In der hinteren Küchenecke - in gleicher Höhe wie der Stubenfußboden - war auf einem Lehmabsatz mit abgerundeter Kante die verputzte Feuerstelle errichtet. Von hier öffnete sich der Feuerraum des Kachelofens und des vorspringenden Herdes. Über dem 2,20 x 2 m messenen, ovalen Herd ließ sich ein aus Ruten geflochtener, verputzter Funkenfänger rekonstruieren. Den Herdboden hatte man mit Keramikbruch ausgefüllt, damit er die Wärme besser hielt.

In der Stube des Hauses Nr. 15 stand ein Ofen mit rechteckigem Grundriß. Sein 1,45x1,45 m messender Sockel war ähnlich wie die Wände und der Fußboden der Stube mit weißem Lehm getüncht. Den Ofenboden bedeckte zwecks Wärmeisolation eine Schicht Keramikscherben. Auf dem viereckigen unteren Teil erhob sich ein zylindrisches Oberteil, das ein Kuppelgewölbe beschloß. Unter den Trümmern des Hausen kam eine große Anzahl Ofenkacheln zum Vorschein, die man sieben Typen zuordnen konnte. Die Anordnung der Keramikkacheln sah folgendermaßen aus: Den oberen Kuppelteil des Ofens bedeckten zwiebelförmige Kacheln. Am oberen Rand des Ofenkörpers befanden sich - die Bekrönung einer Bastion nachahmend - Zinnen. Die Seite des Ofens zierten in abwechselnden Reihen kleinere und größere Becherkacheln, Tellerkacheln, Kacheln mit dreieckförmiger Öffnung sowie zweierlei Becherkacheln mit vierpaßförmiger Öffnung. Mit Ausnahme der zwiebelförmigen Kacheln, die man mit der helmartigen Spitze nach oben in das Gewölbe eingesetzt hatte, wurden die Kacheln mit der Öffnung nach außen am Ofenmantel befestigt. Die dörflichen Kachelöfen des 15. Jahrhunderts waren einfacher als die prächtigen hochherrschaftlichen, aus polychrom glasierten Kacheln gesetzten Öfen. Mit ihrer gotischen Formwelt und ihren mannigfaltigen Verzierungen sind sie dennoch schöne Denkmäler des Volkskunstgewerbes.

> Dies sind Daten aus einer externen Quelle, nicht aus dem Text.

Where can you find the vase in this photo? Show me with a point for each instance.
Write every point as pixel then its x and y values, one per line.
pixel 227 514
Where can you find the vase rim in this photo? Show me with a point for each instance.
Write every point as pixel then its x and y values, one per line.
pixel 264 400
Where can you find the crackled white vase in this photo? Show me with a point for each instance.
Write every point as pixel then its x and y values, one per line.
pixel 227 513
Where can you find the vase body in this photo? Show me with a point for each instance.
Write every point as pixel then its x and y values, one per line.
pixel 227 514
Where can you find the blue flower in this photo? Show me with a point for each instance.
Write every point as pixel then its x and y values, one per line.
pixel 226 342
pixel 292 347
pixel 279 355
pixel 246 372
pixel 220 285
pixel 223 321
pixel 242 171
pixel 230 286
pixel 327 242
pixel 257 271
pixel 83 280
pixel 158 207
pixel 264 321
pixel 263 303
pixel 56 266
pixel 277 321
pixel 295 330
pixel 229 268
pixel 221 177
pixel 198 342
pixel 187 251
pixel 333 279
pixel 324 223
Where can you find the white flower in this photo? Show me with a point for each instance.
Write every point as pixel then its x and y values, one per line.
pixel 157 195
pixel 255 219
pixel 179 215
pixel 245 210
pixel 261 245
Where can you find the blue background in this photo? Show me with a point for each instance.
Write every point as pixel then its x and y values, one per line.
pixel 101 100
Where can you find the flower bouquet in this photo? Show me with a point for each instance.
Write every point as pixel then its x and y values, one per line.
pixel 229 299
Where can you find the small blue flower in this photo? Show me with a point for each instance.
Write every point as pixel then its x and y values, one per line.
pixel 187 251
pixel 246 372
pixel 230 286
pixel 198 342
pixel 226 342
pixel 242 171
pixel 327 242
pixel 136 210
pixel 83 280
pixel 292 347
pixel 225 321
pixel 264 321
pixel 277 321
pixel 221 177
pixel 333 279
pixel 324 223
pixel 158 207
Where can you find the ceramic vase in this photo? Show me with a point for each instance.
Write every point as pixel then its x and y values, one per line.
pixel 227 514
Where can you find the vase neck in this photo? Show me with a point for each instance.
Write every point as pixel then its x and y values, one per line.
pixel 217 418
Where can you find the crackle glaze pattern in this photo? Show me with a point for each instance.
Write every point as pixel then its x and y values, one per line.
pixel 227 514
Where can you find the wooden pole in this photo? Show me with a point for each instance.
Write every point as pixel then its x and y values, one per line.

Die dicke Trümmerschicht der abgebrannten Häuser hat die Reste von Haushaltsgeschirr, Küchengerät und anderem Zubehör gut konserviert. In der Küche kommen im Bereich der Feuerstelle durch den Gebrauch rußgeschwärzte Keramiktöpfe ans Licht. Das eine oder andere Gefäß findet man auch in der Stube, und mitunter liegt auf dem Fußboden ein vom Dachboden gefallener Einlegetopf. Ein guter Fundort für alte, ausrangierte und auf diese Weise wiederverwendete Haushaltsgefäße ist der Herd- oder Ofenboden. Die im Umkreis der Häuser freigelegten verschiedenen Gruben bergen zerbrochenes Haushaltsgeschirr und andere Gegenstände, die man zum Abfall geworfen hatte. In der Mehrzahl besteht das Fundmaterial aus Keramik, die man damals selbst dann weiterverwendete, wenn sie schon gesprungen, löchrig oder schartig war. Eignete sie sich nicht mehr zum Kochen, dann für irgendeinen anderen Zweck. Nach der Herstellungsweise zu urteilen, stammen die im Haushalt gebräuchlichen kleineren oder größeren Töpfe, Deckel, Näpfe, Kannen, Krüge und Becher aus mehreren Töpferwerkstätten.

Allgemein verbreitet war unglasierte rote, rötlichbraune, weiße und grauweiße Töpferware. Die grauen, reduziert gebrannten Glanztonkrüge wurden schon im 15. Jahrhundert regelmäßig benützt. Selten, wenn auch im Material jedes Hauses vorhanden, ist der feingearbeitete, polierte Krug gelblicher Terrakottafarbe - scheinbar gab es in jedem Haushalt zumindest ein Stück davon. Auch die aus Österreich importierten massiven, grauen, reduziert gebrannten Töpfe mit Randstempel fehlten in keinem Haushalt. Zum feinen Tafelgeschirr gehörten unter anderem grün- oder gelbglasierte Gefäße, von denen jedoch nur winzige Bruchstücke erhalten blieben.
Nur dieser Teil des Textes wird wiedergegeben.